DirectAnimation orthogonal media engine highlighting audio integration

DIRECTANIMATION -A NEW APPROACH TO MULTIMEDIA

Ken Greenebaum

1 Microsoft Way

Redmond, WA 98052

425-703-6873

ABSTRACT

Traditionally, libraries that expose computer media capabilities to programmers are both monolithic (they control only one media type), and imperative (the programmer commands the computer to perform discrete steps). These libraries control one medium very well but are difficult to integrate. For example, Silicon Graphics’s has the GL graphics library, the AL audio library, the CL compression library, and the VL1video library. DirectAnimation (referred to in this paper as DA) takes a very different approach. Inspired by the TBAG2 system, DA is a multimedia engine and API that fully integrates 2D, 3D, video and audio media with an implicit timeline via dynamic constructs called behaviors. Programmers describe animation using a declarative functional language paradigm. DA allows content to be authored either for standalone applications or the Web.

INTRODUCTION

This paper describes the fundamental DA concept of behaviors, the motivation for the declarative, functional-based programming approach, media integration, and the concept of implicit time/media synchronization. It emphasizes the treatment of audio and demonstrates how easily audio can interact with other media elements and how simply advanced techniques such as parametric synthesis, 3D spatialization, and synchronization are available to the developer.

Behaviors

Behaviors are fundamental to DA. A behavior is simply a described value that is defined with respect to time or other behaviors. All behaviors belong to one of DA’s fundamental types (described later). Each fundamental behavior type has a number of dynamic parameters.

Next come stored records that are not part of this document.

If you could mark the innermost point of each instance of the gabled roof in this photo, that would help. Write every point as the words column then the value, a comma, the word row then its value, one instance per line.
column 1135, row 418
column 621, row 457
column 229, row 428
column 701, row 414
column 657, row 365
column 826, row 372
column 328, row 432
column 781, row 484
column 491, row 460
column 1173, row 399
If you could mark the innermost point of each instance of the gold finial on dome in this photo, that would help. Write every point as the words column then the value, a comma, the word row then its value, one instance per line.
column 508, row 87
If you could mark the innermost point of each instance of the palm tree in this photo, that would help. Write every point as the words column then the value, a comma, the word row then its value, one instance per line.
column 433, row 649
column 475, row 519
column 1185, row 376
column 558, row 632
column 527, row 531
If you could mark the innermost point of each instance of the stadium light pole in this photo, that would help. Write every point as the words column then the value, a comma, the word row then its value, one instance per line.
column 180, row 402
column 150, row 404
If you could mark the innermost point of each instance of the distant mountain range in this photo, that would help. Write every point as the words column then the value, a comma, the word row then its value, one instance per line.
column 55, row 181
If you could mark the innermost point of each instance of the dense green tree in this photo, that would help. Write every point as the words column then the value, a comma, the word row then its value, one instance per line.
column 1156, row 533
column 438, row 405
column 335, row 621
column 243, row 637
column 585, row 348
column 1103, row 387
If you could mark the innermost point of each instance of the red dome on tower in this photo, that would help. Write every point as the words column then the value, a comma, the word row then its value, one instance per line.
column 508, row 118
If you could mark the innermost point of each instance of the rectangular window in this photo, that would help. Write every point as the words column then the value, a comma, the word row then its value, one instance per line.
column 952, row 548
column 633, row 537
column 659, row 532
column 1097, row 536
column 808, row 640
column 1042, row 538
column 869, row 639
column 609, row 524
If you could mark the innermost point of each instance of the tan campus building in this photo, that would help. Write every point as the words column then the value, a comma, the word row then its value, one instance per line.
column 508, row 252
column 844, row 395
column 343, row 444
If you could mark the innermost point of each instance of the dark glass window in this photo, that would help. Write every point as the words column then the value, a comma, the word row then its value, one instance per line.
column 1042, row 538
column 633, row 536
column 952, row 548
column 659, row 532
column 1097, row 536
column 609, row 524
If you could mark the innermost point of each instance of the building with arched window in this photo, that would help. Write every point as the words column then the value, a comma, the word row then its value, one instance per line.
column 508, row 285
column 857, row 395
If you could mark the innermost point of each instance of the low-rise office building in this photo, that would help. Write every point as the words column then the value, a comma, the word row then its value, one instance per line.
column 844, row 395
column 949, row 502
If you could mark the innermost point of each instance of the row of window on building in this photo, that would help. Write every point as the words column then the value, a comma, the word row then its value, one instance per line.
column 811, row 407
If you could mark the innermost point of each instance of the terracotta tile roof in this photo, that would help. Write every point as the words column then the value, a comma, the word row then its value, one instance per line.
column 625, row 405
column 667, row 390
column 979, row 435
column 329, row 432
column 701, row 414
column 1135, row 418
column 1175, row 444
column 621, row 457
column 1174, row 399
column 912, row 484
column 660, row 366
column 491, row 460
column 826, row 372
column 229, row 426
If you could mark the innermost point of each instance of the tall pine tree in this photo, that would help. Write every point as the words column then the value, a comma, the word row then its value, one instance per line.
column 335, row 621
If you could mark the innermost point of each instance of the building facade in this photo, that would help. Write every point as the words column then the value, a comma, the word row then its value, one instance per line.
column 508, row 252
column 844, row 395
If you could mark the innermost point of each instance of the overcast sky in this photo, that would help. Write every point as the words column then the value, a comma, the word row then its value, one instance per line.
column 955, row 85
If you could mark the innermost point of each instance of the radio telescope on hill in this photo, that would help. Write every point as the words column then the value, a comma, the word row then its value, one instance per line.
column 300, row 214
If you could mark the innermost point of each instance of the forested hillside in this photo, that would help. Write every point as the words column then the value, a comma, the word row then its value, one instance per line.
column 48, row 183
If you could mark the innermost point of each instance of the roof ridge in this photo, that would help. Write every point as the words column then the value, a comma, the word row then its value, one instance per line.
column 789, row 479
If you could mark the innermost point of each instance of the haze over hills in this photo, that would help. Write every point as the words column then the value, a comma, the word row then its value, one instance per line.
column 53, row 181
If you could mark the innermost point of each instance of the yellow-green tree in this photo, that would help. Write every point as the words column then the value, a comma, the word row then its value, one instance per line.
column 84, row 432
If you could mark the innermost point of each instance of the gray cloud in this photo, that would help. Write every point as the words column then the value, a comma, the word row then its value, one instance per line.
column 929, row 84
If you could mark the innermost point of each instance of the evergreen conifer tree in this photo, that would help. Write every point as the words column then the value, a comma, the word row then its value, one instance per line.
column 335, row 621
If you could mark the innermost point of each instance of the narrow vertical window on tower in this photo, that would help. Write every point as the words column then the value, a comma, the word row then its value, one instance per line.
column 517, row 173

These parameters have default values but can be defined with respect to time or other behaviors. Audio parameters include rate, phase, gain and pan.

Some primitive behaviors are system constants (for example, silence, emptyImage, and red) but most are the result of declaration, a synthesis operation, or media import. In turn, most behaviors are actually composites of other behaviors. Behaviors dependent on outside events, such as a user clicking the mouse, are called reactive behaviors. Here are some examples of audio behaviors (all examples require Microsoft Internet Explorer 4.x):

Primitive, static behavior:

awSound = sinSynth.rate(800); // 800Hz sine wave

Listen to this example.

Dynamic behavior based on rawsound (rawSound rate varying from ½ to 1½ nominal every second):

siren = rawsound.rate(div(add(toBvr(2),sin(localTime)),toBvr(2)));

Listen to this example.

Reactive behavior with mouse button interaction:

alarm =(SoundBvr)until(silence, leftButtonDown, siren);

Listen to this example.

Declarative approach

While most media libraries are designed using the imperative paradigm, DA uses a functional approach. The advantages of functional programming are well-presented in John Bakus’ Turing Award Lecture3 and its fundamental principles are described in introductory texts4.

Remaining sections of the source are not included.